Colpa di chi ha preferito battere in ritirata, facendo registrare un «impatto negativo derivante dalla mancanza di risorse navali disponibili». Un vero disastro sul piano politico-militare, con ricadute gravissime anche a livello umanitario ed economico. Uno dei compiti della missione Ue, infatti, avrebbe dovuto essere il contrasto al contrabbando di petrolio e l’applicazione dell’embargo sulle armi da guerra. Ma con nessuno a vigilare, accade quello che ha denunciato proprio Salamé: «Ripetute spedizioni di materiale bellico importato in violazione dell’embargo», tra cui si contano «pezzi di ricambio per i caccia e i carri armati, proiettili e missili».
Le forze navali europee dell’operazione Eunavformed «hanno sviluppato un elenco di 236 navi di interesse», ma in particolare «circa 60 – si legge ancora nella nota del Military Staff dell’Unione – sono sospettate di essere coinvolte nel traffico di petrolio».
Le informazioni prodotte su queste attività illecite «vengono raccolte e condivise con le autorità di contrasto competenti». Ma si tratta di un’arma spuntata perché «allo scopo di raccogliere informazioni sul contrabbando di petrolio e comprendere meglio i modelli operativi dei trafficanti, è essenziale la cooperazione», anche con l’uso di sommergibili.

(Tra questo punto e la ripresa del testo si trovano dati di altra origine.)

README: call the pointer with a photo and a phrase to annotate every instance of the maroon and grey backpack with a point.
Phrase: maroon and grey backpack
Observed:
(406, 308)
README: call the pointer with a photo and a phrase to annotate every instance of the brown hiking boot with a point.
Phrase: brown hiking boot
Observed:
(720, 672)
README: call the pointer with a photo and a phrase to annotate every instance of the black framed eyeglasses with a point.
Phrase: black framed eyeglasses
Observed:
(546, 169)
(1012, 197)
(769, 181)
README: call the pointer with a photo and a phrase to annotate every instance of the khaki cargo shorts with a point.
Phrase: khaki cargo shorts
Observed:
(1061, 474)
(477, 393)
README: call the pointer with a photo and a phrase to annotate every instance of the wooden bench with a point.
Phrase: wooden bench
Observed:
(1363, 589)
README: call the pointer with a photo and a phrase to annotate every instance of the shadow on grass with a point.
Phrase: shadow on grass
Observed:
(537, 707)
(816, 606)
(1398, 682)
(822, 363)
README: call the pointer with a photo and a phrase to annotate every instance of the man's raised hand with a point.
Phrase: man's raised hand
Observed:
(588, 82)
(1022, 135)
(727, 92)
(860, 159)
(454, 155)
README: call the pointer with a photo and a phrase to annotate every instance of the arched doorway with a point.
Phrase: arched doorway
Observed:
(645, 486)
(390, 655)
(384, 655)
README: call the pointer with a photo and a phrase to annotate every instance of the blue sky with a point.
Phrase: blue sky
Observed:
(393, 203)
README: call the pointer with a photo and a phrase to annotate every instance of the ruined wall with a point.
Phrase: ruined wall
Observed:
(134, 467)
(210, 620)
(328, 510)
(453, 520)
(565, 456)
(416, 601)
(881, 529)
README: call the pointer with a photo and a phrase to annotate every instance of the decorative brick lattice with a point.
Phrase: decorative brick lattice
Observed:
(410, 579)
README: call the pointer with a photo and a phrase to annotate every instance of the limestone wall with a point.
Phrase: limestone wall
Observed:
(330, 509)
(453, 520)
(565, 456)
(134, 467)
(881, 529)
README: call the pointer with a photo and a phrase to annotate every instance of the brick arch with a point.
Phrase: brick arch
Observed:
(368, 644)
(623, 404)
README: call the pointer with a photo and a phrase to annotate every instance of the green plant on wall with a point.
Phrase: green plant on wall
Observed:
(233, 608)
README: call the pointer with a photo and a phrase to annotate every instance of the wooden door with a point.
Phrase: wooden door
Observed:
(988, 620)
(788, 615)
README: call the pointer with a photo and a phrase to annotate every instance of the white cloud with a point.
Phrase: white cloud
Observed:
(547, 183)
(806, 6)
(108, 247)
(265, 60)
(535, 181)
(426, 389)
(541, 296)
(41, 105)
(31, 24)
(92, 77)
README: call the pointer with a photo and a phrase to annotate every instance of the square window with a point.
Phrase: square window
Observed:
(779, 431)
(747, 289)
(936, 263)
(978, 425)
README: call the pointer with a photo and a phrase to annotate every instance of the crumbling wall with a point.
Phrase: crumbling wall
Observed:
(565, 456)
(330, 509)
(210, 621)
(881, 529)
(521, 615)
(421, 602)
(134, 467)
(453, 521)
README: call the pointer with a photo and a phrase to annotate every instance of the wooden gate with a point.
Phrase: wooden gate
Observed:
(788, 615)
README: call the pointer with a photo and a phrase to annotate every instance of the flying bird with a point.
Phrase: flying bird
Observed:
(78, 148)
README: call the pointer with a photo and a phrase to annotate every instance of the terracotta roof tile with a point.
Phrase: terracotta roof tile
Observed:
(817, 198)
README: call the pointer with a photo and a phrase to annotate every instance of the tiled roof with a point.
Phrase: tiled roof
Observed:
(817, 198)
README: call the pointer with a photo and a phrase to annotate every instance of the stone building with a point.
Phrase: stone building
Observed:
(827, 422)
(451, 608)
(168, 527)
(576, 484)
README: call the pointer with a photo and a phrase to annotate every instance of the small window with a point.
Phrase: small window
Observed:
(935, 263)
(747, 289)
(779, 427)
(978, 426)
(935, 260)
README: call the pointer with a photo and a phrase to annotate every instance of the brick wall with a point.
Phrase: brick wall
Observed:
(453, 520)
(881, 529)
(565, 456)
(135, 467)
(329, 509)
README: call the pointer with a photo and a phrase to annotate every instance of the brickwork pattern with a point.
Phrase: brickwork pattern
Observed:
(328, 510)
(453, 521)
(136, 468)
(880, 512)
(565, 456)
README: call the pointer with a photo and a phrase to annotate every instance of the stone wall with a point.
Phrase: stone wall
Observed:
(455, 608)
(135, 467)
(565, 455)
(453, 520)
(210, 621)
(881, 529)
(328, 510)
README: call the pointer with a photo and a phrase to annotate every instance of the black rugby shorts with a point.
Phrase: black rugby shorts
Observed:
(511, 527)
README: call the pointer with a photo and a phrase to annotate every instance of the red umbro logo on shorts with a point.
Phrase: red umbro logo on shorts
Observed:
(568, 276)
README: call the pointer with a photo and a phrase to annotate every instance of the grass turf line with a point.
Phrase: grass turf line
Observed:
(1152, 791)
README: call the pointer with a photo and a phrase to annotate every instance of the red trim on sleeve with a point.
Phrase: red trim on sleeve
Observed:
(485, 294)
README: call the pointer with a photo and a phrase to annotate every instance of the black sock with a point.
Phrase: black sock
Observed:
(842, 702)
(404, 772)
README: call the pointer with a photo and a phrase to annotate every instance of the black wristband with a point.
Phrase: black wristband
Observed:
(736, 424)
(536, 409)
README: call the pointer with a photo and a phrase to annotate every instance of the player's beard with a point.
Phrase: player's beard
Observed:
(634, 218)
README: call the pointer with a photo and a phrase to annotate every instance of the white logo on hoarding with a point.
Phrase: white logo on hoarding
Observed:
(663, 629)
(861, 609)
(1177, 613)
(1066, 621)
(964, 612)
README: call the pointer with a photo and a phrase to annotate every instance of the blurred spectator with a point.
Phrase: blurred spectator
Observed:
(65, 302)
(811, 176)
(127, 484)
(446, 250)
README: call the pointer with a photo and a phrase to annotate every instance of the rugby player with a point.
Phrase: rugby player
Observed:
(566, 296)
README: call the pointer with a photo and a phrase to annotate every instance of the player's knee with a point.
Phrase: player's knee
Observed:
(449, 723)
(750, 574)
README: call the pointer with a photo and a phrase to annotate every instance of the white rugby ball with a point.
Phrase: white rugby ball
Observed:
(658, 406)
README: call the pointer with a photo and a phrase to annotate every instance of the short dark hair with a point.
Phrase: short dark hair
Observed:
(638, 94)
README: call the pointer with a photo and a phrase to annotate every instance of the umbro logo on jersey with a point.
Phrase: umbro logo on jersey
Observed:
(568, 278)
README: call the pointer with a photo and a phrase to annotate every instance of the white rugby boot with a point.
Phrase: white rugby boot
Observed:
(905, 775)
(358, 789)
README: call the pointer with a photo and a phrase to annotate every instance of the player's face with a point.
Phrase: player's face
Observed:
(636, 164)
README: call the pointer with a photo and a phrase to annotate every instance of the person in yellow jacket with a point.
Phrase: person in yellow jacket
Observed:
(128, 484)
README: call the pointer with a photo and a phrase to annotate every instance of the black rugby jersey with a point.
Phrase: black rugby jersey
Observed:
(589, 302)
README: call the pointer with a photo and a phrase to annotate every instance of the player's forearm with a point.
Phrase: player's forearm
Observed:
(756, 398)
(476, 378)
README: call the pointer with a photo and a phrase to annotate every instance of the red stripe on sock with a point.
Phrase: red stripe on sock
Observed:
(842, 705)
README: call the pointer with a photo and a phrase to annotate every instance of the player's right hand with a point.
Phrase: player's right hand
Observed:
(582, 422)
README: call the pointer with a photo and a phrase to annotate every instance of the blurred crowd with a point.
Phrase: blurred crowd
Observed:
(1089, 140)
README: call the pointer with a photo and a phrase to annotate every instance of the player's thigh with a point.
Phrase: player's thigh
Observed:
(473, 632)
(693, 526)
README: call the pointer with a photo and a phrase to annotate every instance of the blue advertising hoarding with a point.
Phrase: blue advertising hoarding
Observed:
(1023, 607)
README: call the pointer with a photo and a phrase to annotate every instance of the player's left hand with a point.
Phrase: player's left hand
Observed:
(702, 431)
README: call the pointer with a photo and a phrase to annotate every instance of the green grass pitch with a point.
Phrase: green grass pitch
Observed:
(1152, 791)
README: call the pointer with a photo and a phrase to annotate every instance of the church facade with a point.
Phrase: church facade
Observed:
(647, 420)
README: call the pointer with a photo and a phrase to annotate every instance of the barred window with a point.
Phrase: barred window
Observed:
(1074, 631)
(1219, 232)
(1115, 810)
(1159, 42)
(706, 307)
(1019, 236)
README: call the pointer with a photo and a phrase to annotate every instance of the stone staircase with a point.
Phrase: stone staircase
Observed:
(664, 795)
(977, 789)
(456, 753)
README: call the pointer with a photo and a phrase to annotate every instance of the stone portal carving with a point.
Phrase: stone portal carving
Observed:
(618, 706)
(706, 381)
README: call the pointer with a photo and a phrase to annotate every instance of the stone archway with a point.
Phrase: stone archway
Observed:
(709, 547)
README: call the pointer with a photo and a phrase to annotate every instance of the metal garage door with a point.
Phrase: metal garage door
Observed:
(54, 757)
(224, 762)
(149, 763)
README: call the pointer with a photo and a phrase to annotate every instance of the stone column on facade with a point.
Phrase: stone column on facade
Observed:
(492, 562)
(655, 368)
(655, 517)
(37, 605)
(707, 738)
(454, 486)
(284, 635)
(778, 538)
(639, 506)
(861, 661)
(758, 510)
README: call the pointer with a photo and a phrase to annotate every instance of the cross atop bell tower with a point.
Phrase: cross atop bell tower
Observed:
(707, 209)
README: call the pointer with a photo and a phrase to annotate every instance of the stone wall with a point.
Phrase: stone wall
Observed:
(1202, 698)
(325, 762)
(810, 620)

Le operazioni di controllo nel Mediterraneo non dovrebbero compiersi «solo al largo delle coste della Libia, ma anche in aree specifiche», come la 'Hurd Bunk', un tratto di mare «vicino alle acque di Malta» lungo la rotta per la Sicilia.
Una indicazione, questa, che allude ai sospetti che vedono proprio in alcuni scali marittimi maltesi il quartier generale del contrabbando, come ha dimostrato l’inchiesta catanese “Dirty Oil”, che ha permesso di ricostruire le strategie dei trafficanti di gasolio che partiva dalla Libia senza documenti chiari e dopo essere passato da Malta diventava 'regolarmente' esportabile. «È evidente che per essere più efficaci - suggeriscono gli autori della lettera riservata - sarà necessario un cambiamento del mandato, che consenta la possibilità di effettuare ispezioni a bordo di navi sospette». Anche per scoprire le connessioni tra milizie libiche e mafie europee grazie al lavoro dei 'colletti bianchi' a disposizione del crimine transnazionale.